James Cuff, Harvard assistant dean and distinguished engineer for research computing, said: "People are downloading now 50 to 80 terabyte data sets from NCBI [the National Center for Biotechnology Information] and the National Library of Medicine over an evening. This is the new normal. People [are] pulling genomic data sets wider and deeper than they’ve ever been."

He added that what used to be considered cutting edge practices that depended on large volumes of data are now standard procedures.

Therefore, the need for large storage capabilities is obvious. That's why earlier this year, Harvard received a grant of nearly $4 million from the National Science Foundation for the development of a new North East Storage Exchange (NESE). This is a collaboration between five universities in the region, with Massachusetts Institute of Technology, Northeastern University, Boston University, and the University of Massachusetts also taking part.

The NESE is expected to provide not only enough storage capacity for today's massive data sets, but also give the participating institutions the high-speed infrastructure that is necessary if data is to be retrieved quickly for analysis.

Professor Cuff stated that one of the key elements of the NESE is that it uses scalable architecture, which will ensure it is able to keep pace with growing data volumes for the coming years.
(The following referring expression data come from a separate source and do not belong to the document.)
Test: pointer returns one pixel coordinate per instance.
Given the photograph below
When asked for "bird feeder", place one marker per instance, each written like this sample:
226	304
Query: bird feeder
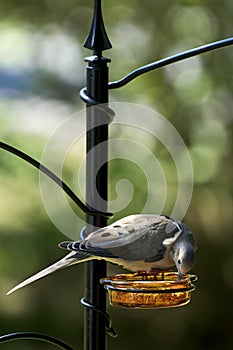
160	290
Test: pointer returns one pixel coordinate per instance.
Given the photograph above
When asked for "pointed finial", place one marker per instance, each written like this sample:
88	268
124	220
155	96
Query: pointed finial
97	39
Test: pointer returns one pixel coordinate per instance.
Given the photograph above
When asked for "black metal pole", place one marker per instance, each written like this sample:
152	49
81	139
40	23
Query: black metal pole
96	174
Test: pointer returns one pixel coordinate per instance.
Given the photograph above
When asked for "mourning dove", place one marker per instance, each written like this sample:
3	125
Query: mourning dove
139	243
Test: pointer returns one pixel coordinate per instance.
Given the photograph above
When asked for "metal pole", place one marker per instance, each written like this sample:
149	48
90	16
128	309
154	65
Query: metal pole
96	175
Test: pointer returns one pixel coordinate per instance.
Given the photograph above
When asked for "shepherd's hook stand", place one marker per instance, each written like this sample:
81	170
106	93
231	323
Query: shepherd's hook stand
97	321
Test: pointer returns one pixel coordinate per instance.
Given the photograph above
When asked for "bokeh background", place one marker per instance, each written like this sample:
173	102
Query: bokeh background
42	70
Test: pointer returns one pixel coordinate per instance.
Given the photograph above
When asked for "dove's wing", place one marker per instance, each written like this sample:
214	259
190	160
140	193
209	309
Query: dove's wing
137	237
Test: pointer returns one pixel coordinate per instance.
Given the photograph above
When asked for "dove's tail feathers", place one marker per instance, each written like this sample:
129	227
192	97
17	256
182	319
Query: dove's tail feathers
69	259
He noted that by 2020, officials hope to have more that 50 petabytes of storage capacity available at the project's Massachusetts Green High Performance Computing Center (MGHPCC).

John Goodhue, MGHPCC's executive director and a co-principal investigator of NESE, added that he also expects the speed of the connection to collaborating institutions to double or triple over the next few years.

Professor Cuff noted that while NESE could be seen as a private cloud for the collaborating institutions, he does not expect it to compete with commercial cloud solutions. Instead, he said it gives researchers a range of data storage options for their big data-driven initiatives, depending on what they hope to achieve.

"This isn't a competitor to the cloud. It’s a complementary cloud storage system," he said.